On 1 June 2023, a court in Khmelnitskiy, Western Ukraine, ruled on a decision by the city’s Executive Committee refusing to provide journalist Alona Bereza with public information, stating that the decision was illegal. On April 19, the journalist, who works for local online media Zhar.Info, sent a request to the Khmelnitskiy Executive Committee, asking for information on the state of schools in the city and on the possibility of using these as air raid shelters. On April 25, the Executive Committee refused to provide the journalist with this information.
In response, Bereza filed a complaint against this decision in court. In its ruling, judges in the case said that local authorities did not justify the grounds for refusing the journalist’s request, nor did they refer to any regulations which would forbid providing the information. Additionally, the court ruled that the Khmelnitskiy Executive Committee did not prove that publishing the information on local schools would harm Ukraine’s national security, territorial integrity or public order. The ruling can be appealed in court.
UPDATE: On 24 October 2023, Alona Bereza said that Zhar.Info was able to obtain some information from local authorities in Khmelnitskiy, as well as in two other towns in Khmelnitskiy region, on defence spending in the region, which authorities earlier claimed could not be disclosed due to martial law, after appealing to the Ukrainian parliament’s human rights ombudsman office. After the ombudsman intervened highlighting that according to current laws Bereza was allowed to obtain the information she requested despite martial law, local authorities provided the journalist with the documents she had requested.
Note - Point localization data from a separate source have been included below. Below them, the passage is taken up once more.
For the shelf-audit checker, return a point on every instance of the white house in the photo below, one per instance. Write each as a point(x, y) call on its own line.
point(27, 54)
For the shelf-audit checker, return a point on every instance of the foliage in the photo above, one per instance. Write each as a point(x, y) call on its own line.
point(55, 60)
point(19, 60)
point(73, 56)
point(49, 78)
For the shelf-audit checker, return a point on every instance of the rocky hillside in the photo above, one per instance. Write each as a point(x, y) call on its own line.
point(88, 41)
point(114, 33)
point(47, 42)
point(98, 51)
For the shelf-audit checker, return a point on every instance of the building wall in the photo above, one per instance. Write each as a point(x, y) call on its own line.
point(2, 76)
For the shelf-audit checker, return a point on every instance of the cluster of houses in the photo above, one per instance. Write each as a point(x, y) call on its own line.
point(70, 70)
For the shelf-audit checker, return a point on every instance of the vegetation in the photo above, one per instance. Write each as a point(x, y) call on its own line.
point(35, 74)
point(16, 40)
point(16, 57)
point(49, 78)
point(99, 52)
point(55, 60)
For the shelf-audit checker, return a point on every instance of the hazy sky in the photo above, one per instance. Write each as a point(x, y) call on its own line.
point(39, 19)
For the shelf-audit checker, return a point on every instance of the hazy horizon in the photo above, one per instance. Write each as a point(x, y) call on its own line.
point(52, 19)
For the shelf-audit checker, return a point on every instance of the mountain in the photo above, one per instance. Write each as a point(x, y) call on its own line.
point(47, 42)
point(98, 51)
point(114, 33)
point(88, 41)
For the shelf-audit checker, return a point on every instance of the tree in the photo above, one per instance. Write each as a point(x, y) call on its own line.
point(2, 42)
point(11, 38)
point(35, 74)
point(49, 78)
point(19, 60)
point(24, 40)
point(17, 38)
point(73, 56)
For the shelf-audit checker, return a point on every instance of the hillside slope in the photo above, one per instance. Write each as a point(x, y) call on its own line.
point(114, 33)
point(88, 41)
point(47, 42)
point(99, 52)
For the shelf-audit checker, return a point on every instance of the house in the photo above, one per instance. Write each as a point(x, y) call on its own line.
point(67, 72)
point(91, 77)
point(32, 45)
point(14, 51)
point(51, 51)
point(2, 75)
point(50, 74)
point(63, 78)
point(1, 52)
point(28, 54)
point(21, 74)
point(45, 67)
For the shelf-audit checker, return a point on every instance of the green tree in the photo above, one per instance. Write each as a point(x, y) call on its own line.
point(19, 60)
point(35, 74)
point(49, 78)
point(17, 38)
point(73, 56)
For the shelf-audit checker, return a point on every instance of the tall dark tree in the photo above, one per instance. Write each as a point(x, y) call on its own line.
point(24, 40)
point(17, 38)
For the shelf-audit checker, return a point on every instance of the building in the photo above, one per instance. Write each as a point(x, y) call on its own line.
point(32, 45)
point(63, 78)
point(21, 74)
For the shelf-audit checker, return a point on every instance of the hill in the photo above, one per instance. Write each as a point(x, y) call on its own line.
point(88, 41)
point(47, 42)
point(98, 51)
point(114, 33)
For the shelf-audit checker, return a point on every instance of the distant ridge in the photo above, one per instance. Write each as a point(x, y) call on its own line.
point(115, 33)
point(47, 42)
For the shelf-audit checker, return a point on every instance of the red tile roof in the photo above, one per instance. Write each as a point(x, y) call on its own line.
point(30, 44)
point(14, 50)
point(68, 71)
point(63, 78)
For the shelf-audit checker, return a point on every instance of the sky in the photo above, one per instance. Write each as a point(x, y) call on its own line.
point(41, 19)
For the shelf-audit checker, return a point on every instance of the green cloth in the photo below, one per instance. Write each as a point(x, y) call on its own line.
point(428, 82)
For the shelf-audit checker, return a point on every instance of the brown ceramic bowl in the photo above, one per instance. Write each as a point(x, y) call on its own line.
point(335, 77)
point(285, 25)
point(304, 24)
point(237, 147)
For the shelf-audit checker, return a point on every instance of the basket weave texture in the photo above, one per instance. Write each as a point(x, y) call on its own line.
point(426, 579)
UPDATE: On 31 October 2023, Alona Bereza said that Zhar.Info appealed the decision by a local administrative court in Khmelnitskiy, on the grounds that the media outlet’s request for information had only been partially satisfied. Bereza said that while the court agreed that local authorities should not have declared information on the use of schools as bomb shelters as “information for [exclusive, civil] service use”, it did not oblige local authorities to provide the information to journalists either.